海报上,苏予曦笑得自信耀眼,穿着高定红色长裙,背景是璀璨的埃菲尔铁塔。
而我,此刻却像条死狗一样被按在这里,
承受着所有人的唾弃。
同样的眉眼,她是天之骄女,受尽宠爱。
我是地上淤泥,任人践踏。
真是同脸不同命。
屈辱和绝望几乎将我淹没,我的声音里带着哭腔。
“放开我,我没有要刺激谁,我只想跟你分手!”
“分手,呵。”季晏礼的脸色却似乎更沉,蓦然甩开我。
我还没站稳,
我爸就猛地冲上前,抬手重重给了我响亮的耳光!
“谁允许你这么跟太子爷说话的,不知死活的东西!”
“只有太子爷玩腻了不要你的份,哪有你提分手的资格!”
3.
季晏礼满意地勾唇,俯视着我,一字一句。
“听到了吗?姜知许,你就是我养的一条狗。”
“主人高兴了,赏你根骨头,你就该摇尾巴取悦。”
“主人不高兴了,你就得乖乖趴着,掂量清楚自己的身份,跟我分手,也是你可以提的?”
我耳边嗡嗡作响,脸颊火辣辣地疼。
狼狈的望着眼前众人的嘴脸。
这一刻,男友的绝情,竹马的背叛,父母的偏袒,姐姐的陷害......
像无数把利刃,将我的心捅得千疮百孔。
他们,没有一个人把我当人看。
我心底最后一丝温度,也彻底凉透了。
这时,季晏礼开始发号施令,
“来人,把她身上的红裙给我撕了,免得予曦看见了不高兴!”
“扒光了后就跪在门口,等予曦来了,给她磕头赔罪。”
“是!”两个彪形大汉立刻上前,粗暴地抓住我。
我惊恐害怕极了,完全没想到季晏礼会为了一条裙子,当众折辱我。
“不要!”
可无人在意我的反抗。
“刺啦!”布料撕裂的声音刺耳响起。
我身上的红裙瞬间被撕成碎片,大片肌肤暴露在冰冷空气,以及无数道猥琐的目光下。
有几个油腻的宾客窃窃私语,
“她皮肤好白好嫩啊,太子爷跟苏小姐在一起后,这小娘们肯定会被抛弃,也不知道我们能不能尝尝她的滋味?”

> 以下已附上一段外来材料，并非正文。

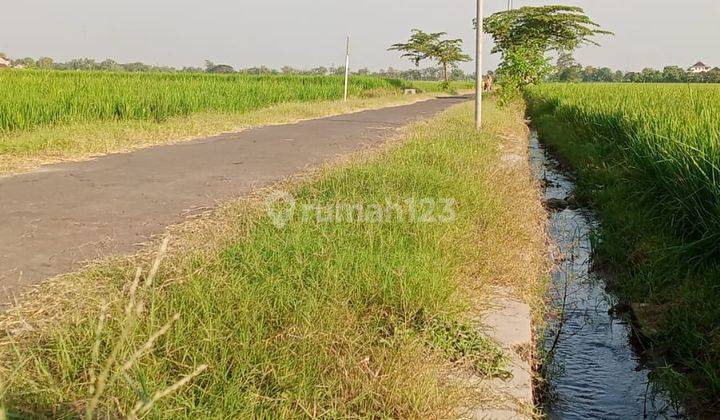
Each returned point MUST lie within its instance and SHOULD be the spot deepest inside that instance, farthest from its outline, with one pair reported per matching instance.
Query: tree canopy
(526, 35)
(559, 28)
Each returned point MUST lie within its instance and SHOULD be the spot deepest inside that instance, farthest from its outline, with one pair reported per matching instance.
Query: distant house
(699, 67)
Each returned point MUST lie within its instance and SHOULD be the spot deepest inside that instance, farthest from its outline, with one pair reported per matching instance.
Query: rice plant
(34, 98)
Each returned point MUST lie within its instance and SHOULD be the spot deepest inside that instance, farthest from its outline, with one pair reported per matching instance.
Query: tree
(567, 69)
(421, 45)
(524, 36)
(221, 68)
(674, 74)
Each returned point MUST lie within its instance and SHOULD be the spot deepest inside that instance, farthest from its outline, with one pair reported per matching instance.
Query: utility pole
(478, 66)
(347, 68)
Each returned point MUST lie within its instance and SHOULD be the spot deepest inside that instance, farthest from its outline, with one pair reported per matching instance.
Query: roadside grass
(27, 150)
(646, 236)
(312, 319)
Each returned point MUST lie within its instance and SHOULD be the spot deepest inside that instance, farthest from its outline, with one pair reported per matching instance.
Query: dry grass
(350, 363)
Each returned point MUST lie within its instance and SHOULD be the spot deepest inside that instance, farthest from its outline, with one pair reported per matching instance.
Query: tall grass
(34, 98)
(670, 135)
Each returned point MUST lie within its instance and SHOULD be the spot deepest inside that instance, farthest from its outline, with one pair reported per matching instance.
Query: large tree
(422, 45)
(525, 36)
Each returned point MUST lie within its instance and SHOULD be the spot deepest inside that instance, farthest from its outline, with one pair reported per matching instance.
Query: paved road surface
(54, 219)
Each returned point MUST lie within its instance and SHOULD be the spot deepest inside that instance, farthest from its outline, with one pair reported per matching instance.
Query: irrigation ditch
(594, 364)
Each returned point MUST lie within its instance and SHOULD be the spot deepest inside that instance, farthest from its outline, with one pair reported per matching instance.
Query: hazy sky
(242, 33)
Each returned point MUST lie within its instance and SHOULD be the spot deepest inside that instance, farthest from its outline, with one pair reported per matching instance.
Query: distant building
(699, 67)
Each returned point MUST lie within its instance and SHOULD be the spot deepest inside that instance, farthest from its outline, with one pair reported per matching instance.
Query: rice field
(670, 136)
(39, 98)
(647, 159)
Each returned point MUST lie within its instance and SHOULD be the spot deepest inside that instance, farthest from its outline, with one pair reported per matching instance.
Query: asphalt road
(57, 218)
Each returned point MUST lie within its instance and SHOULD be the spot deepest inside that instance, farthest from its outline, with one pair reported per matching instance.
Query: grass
(314, 319)
(648, 159)
(76, 120)
(38, 98)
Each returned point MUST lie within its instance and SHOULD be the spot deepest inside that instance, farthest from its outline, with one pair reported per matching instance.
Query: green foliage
(521, 66)
(524, 36)
(422, 45)
(550, 28)
(464, 344)
(314, 318)
(648, 160)
(34, 98)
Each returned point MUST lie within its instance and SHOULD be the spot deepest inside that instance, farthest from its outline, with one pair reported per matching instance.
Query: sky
(311, 33)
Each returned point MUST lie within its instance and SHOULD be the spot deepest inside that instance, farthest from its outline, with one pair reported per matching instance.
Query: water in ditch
(596, 371)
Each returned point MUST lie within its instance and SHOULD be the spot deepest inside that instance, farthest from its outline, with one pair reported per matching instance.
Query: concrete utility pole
(478, 67)
(347, 68)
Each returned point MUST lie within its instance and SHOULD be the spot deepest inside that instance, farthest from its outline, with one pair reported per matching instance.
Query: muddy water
(596, 372)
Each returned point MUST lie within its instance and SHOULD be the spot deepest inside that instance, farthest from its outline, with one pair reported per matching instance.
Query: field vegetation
(245, 319)
(34, 98)
(648, 159)
(49, 116)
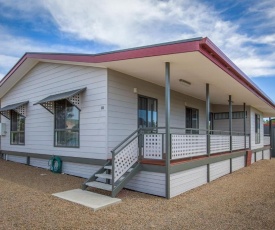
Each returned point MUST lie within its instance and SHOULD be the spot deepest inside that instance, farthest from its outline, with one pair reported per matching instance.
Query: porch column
(244, 125)
(167, 127)
(270, 129)
(207, 120)
(230, 121)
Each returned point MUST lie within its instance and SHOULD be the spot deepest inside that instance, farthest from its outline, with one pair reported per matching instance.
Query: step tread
(99, 185)
(108, 167)
(103, 175)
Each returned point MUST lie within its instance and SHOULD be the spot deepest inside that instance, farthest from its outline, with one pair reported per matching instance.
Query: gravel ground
(242, 200)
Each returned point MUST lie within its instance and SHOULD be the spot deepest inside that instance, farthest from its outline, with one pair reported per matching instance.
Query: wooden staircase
(102, 179)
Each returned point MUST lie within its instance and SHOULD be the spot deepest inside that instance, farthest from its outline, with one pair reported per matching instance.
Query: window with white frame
(257, 129)
(17, 129)
(66, 128)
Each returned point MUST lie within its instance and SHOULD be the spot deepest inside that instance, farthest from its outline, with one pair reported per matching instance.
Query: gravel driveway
(242, 200)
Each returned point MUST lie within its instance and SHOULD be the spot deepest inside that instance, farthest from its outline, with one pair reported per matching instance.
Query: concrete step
(105, 176)
(108, 167)
(130, 169)
(99, 185)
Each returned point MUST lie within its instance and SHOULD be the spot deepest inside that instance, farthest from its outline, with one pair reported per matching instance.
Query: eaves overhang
(204, 46)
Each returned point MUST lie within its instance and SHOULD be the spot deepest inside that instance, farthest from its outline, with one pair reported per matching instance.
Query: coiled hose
(55, 164)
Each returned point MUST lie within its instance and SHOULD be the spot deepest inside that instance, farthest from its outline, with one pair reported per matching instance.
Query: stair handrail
(114, 153)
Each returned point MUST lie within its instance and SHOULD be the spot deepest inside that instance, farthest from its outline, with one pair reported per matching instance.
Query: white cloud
(13, 47)
(125, 23)
(141, 22)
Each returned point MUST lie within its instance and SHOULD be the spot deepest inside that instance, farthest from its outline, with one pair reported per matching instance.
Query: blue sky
(243, 30)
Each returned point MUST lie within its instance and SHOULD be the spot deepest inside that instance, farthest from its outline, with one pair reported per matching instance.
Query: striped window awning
(73, 97)
(20, 108)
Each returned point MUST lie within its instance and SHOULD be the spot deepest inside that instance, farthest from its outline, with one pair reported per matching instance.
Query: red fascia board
(167, 49)
(122, 55)
(213, 53)
(15, 67)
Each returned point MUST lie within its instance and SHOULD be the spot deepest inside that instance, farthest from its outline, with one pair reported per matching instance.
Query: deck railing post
(167, 127)
(270, 125)
(244, 124)
(230, 121)
(207, 120)
(207, 129)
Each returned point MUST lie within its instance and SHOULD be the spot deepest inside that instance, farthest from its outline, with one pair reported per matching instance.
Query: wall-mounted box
(3, 129)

“这身段,当个替身是可惜了,太子爷出多少钱养她的,我也愿意给!让我们玩一晚就好!”
季晏礼一个冰冷的眼神扫过去,那几人顿时噤若寒蝉。
“即使是我养的一条狗,也轮不到你们觊觎。”
他们瞬间鸦雀无声。
我则强忍着崩溃,想用残破的衣物遮挡身体,挣扎着逃离这地狱般的地方。
下一秒,季晏礼一脚狠狠踹在我的膝窝!
“姜知许,我养了你三年,好吃好喝地供着,把你从那个破烂家里捞出来,让你见识了你这辈子原本都够不着的繁华,”
“今天,该是你派上用场的时候了。”
4.
“只要你能让予曦吃醋,让她明白我对她的心意,最好让她跟我在一起,”
他顿了顿,像是施舍天大的恩典。
“我会考虑让你继续做我的狗,继续留在我身边。毕竟也养了三年,比换条新的省心。”
我不受控制地跪趴在地,姿势无比屈辱,眼泪不受控制地涌出。
原来,我连离开的自由都没有,连“不要”的资格,都需要他恩赐。
就在这时,一道清冷、带着些许疑惑的悦耳女声响起。
“你们这是在做什么?”
季晏礼脸色微变,立刻松开了我。
他望向门口的漂亮女人,俊美的脸上瞬间温柔似水。
“予曦,你怎么来的这么早,我们还没布置好呢。”
苏予曦朝这边走来。
他狠狠按住了我的后脑勺,将我的额头重重磕向冰冷的地面!
我疼得眼前发黑,听季晏礼讨好的开口。
“这个女人不知道从哪里得了消息,打听到你今天的礼服款式,故意穿了身一模一样的红裙来,想挑衅你,”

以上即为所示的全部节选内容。